Cellular maps showing the spatial location of specific immune cells – highlighting spatially enriched macrophage and neutrophil interactions identified in Fig. 6b (main figures). (a) shows interactions between alveolar macrophages (purple), apoptotic alveolar macrophages (blue) and apoptotic alveolar macrophages (yellow). (b) shows interactions between apoptotic alveolar macrophages (yellow) fibroblast (lilach) and SARSCoV2+ Epithelial cells (purple) (c) shows interactions between activated endothelial cells (blude) and SARSCoV2+ Neutrophils (green).

Extended Data Fig. 8. Dual in situ staining for CD206 and IFNGR2 (inducible IFN-γ receptor) and CD3 and IFNG (IFN-γ gene) for validation of IFN-γ response.

138 regions of interest were taken based on multiple sampled areas from the left and right lung in: 9 COVID-19 cases in 3 LRTD cases and 2 non-LRTD cases a) Shows adjacent sections of cores from a COVID-19 (Cos009) case to demonstrate concordance of CD206 RNA and protein staining. The left has had in situ staining (MRC1/CD206 in red and IFNGR2 in green) and the right image shows immunohistochemistry using an anti-CD206 antibody (staining in brown), bar 300μm. b) In situ staining for CD206 and IFNGR2 in LRTD case (Cos004); few cells are present with co-staining of IFNGR2 (green, arrow) and CD206 (red, empty arrow), bar 30μm. c) In situ staining for CD206 and IFNGR2 for non-LRTD case (Cos 016) only single positive cells are detected in general expressing IFNGR2 (green, arrow) as well as CD206, bar 30μm. d) In situ staining for IFNG and CD3 in a LRTD case (Cos003), CD3 red signal arrows, no green signal for IFNG has been detected, bar 60μm. e) LRTD case (Cos011), CD3, red signal, single positive cells, no co-staining with IFNG, arrows, bar 30μm. f) Non-LRTD cases (Cos016), CD3 in red, black pigment is interpreted as anthracosis, bar 30μm.
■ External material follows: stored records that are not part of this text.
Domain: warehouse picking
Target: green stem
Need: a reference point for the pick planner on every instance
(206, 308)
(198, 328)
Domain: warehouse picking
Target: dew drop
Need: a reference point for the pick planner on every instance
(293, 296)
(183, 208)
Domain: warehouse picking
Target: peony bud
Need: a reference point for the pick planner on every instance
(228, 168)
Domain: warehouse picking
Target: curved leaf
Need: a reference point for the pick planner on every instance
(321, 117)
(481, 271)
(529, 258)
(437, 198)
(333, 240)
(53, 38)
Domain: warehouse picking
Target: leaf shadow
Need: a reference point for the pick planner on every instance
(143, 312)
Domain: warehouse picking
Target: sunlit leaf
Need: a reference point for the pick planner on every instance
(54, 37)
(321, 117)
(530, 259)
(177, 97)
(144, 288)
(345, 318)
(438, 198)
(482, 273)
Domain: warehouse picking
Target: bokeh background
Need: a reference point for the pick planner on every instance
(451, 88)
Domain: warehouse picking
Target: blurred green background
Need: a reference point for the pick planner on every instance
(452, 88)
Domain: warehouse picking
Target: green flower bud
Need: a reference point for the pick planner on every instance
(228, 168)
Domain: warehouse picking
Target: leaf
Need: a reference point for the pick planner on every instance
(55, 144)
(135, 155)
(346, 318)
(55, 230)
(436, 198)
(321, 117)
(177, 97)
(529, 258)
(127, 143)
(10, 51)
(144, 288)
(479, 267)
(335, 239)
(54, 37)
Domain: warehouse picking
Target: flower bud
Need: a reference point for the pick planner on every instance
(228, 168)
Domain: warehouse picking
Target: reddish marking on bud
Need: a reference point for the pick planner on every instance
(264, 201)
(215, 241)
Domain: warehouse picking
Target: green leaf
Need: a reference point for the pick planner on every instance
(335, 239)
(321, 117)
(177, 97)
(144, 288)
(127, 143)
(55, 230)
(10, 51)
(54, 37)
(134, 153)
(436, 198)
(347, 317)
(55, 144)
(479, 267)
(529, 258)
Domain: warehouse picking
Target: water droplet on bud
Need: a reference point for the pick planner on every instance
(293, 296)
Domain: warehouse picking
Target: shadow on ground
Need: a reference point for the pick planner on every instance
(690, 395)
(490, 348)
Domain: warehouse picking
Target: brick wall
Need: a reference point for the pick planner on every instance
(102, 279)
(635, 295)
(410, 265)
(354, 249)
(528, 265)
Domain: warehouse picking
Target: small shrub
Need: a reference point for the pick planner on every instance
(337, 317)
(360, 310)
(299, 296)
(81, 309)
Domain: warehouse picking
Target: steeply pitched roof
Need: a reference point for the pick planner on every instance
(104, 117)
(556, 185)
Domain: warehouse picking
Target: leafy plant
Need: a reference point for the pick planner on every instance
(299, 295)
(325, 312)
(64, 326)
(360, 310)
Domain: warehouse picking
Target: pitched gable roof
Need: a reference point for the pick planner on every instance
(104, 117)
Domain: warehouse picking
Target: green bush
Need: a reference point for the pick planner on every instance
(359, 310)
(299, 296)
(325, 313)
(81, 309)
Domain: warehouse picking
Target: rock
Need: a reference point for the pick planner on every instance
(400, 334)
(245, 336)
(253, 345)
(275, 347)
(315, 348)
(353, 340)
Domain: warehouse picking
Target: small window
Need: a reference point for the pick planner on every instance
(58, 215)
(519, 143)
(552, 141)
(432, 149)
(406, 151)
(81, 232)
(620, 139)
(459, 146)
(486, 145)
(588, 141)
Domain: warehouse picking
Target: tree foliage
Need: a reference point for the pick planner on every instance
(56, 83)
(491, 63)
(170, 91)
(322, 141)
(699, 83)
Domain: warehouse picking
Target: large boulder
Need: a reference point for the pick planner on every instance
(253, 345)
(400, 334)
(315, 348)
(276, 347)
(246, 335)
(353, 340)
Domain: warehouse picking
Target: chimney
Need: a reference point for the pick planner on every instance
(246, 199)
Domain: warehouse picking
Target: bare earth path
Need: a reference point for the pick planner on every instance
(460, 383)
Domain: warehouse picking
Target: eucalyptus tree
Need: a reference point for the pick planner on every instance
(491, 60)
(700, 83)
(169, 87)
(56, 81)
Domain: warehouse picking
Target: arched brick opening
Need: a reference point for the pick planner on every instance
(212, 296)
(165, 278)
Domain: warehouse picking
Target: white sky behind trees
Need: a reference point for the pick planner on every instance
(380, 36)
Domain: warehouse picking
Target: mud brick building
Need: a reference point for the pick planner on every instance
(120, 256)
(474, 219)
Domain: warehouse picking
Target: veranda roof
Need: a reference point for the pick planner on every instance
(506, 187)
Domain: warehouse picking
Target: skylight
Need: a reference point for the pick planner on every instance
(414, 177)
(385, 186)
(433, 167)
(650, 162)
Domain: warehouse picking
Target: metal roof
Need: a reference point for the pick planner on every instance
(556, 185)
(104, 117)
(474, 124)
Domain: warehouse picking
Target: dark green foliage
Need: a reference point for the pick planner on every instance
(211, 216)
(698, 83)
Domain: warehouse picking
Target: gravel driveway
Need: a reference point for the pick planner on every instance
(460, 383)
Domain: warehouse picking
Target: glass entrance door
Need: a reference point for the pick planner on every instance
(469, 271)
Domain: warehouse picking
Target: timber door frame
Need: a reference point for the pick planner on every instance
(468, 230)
Extended Data Fig. 9. Predicted receptor ligand interactions in single cell data.

a) Heatmap showing up/down-regulated interactions in COVID-19 compared to LRTD driven by AT2 pneumonocytes to alveolar macrophages. Coloured boxes indicate cell type with the ligand-expressing cell type followed by the receptor-expressing cell type. b) Heatmap showing up/down-regulated interactions in COVID-19 compared to LRTD driven by lung alveolar macrophages to lung epithelial cells and interstitial macrophages. Coloured boxes indicate cell type with the ligand-expressing cell type followed by the receptor-expressing cell type. c) Heatmap showing up/down-regulated interactions in COVID-19 compared to LRTD driven by lung endothelium to neutrophils. Coloured boxes indicate cell type with the ligand-expressing cell type followed by the receptor-expressing cell type. d) Heatmap showing up/down-regulated interactions in COVID-19 compared to LRTD driven by neutrophils to lung endothelium. Coloured boxes indicate cell type with the ligand-expressing cell type followed by the receptor-expressing cell type.